Marlene Cohen, PhD

Paying attention makes sense. We believe that if we pay attention to what we see, we’ll respond better and perceive the world around us more clearly. But just how does attention affect perception and vision more generally? We may have some new ways of understanding the nature of attention, according to Marlene Cohen, Ph.D., an associate professor of neuroscience at the University of Pittsburgh. By understanding the brain’s internal state, we stand a better chance of understanding how it affects our ability to interact with the world around us, she notes, adding that such information is highly relevant to how we could one day better assess and treat attention-disrupting developmental disorders like schizophrenia or autism.

Over the last two decades, Cohen has been developing methods to simultaneously measure and analyze the activity of dozens of neurons within vision-processing sections of the brain. Why is this important? Because brains are noisy environments, and traditionally, neuroscientists have focused on single cell recording in the brain. Prior to her work, scientists tried to discern the role of attention in visual perception by recording from single neurons and averaging their responses over many trials in which the same visual image is presented over and over. But in the real world, humans and animals make quick decisions based on a single viewing of a stimulus. By recording from many neurons simultaneously, Cohen measured a snapshot of the sensory information available at a given moment. She combined the responses of 80 neurons to estimate where the animal was paying attention at each moment. The result? Cohen found that shifts in attention had huge effects on how well an animal could detect a change in a visual image. When the animal’s attention wandered to the wrong location, it could almost never detect even a fairly obvious change in the visual image. (This makes it clear that the shifts in attention all of us experience, for example during texting while driving, have huge consequences for our ability to perform even very basic perceptual tasks.) Cohen could predict – with 80 percent accuracy – an animal’s state of attention, all from a small fraction of the 100 billion neurons within the brain! (2011, J. Neuroscience) 

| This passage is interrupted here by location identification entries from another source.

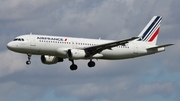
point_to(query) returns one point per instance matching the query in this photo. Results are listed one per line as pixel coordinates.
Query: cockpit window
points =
(18, 39)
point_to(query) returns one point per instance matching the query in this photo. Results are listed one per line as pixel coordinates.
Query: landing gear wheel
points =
(28, 62)
(91, 64)
(73, 67)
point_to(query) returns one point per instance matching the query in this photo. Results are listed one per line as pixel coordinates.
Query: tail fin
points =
(151, 31)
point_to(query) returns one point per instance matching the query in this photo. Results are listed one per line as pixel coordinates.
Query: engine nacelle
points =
(76, 54)
(46, 59)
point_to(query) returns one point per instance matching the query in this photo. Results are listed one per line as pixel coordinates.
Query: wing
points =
(99, 48)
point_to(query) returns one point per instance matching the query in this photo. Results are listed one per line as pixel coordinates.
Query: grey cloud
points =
(127, 80)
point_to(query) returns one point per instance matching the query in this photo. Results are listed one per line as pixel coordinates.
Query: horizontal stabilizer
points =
(156, 47)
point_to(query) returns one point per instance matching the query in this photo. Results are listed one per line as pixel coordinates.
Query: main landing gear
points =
(74, 66)
(29, 59)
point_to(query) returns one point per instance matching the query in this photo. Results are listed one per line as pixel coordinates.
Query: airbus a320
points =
(54, 49)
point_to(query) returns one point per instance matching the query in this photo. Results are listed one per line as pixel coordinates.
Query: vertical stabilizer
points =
(151, 31)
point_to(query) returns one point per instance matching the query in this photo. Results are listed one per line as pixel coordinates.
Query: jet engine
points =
(76, 53)
(46, 59)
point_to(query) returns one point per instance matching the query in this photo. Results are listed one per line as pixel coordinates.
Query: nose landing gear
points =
(29, 59)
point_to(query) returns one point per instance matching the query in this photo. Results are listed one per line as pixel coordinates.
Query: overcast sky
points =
(150, 78)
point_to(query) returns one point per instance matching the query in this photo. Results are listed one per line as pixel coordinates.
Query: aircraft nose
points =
(10, 46)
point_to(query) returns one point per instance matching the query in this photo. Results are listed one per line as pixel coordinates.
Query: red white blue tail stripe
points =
(150, 32)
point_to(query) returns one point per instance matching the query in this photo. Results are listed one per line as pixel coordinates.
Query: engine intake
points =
(76, 54)
(46, 59)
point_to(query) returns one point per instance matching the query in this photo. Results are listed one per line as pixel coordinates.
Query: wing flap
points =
(156, 47)
(98, 48)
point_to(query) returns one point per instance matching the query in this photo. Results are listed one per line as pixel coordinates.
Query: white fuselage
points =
(55, 46)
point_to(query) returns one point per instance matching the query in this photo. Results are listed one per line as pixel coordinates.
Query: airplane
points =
(54, 49)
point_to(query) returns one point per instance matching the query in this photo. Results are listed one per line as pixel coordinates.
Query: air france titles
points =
(50, 38)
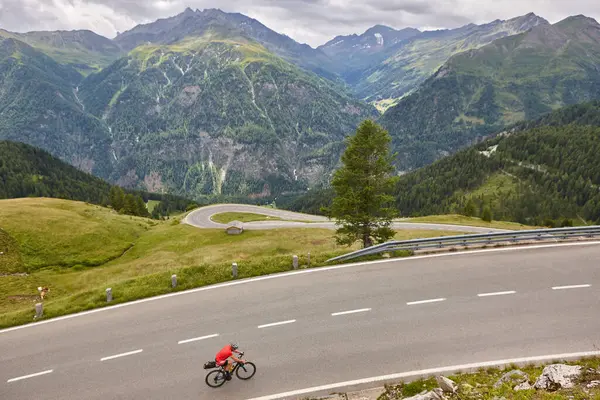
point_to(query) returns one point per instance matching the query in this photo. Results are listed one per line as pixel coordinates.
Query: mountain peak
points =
(577, 21)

In a related study, Cohen also found that interactions between neurons, like how much their noise is correlated, have a huge effect on how well they encode information about the visual world. This study (2009, Nature Neuroscience), had a major impact on the field (nearly 500 citations), making it commonplace now to measure interactions between neurons instead of simply the properties of single neurons. 

Recording from groups of cells at the same time is essential, according to Cohen, because almost every neuropsychiatric disorder reflects a problem of a network of neurons, and we need to learn why a network functions and how it relates to behavior. Cohen is especially excited because if she learns how spatial attention evolves in a network of neurons, she may uncover general mechanisms that could be applied to other systems, like touch, smell, hearing, and even cognitive or motor processes. She is continuing her landmark work by recording in two areas of the brain now – areas responsible for processing visual cues and premotor areas responsible for planning how the body responds to those cues. She wants to know what the premotor networks know about the visual control of encoded information and how that information depends on an animal’s cognitive state – what it’s planning to do with the information. 

In other work, Cohen is collaborating with computational neuroscientists like Brent Doiron, a professor of mathematics at Pitt, with whom she has a Simons Foundation award. In his computational models, Doiron has shown that attention should have different effects on excitatory and inhibitory neurons. Cohen is developing techniques for intracellular recordings in animals performing attention tasks to test this model. Conversely, Doiron uses models of Cohen’s experimental observations to test his model. Experimental discoveries that Cohen makes will help narrow down the range of Doiron’s theoretical models that can work.

At the beginning of her career, Cohen received bachelors of science degrees in mathematics and brain and cognitive sciences from MIT, where she also received the Hans Lukas Teuber Award for excellence in undergraduate research. She completed a doctorate in neuroscience at Stanford University in 2007, receiving an excellence in teaching award. She also completed appointments at Harvard Medical School and HHMI. In addition to her appointment in neuroscience, Cohen is an associate director at the Center for the Neural Basis of Cognition, a joint program between the University of Pittsburgh and Carnegie Mellon University. Cohen has been honored with a McKnight Scholar Award, a Sloan Research Fellowship, and a Klingenstein Fund award, and she receives ongoing support from the National Institutes of Health. In 2012, she received the grand prize in the Eppendorf and Science Prize contest for Neurobiology.

This image shows the use of an electrode recording array (top) recording the activity of 80 or more neurons within the brain. The attentional state of an animal, as well as how much experience the animal has with a given task, affects how correlated the activity of neurons are. It turns out that the more an animal is paying attention, the less correlated neural spikes are (left-hand side). Correlations may also be a reliable signature of learning that can be factored back into models of cognition.

Conversely, when neuronal spike activity is strongly correlated (see right hand side), then an animal is paying less attention, and vision is likely to be worse, according to Cohen.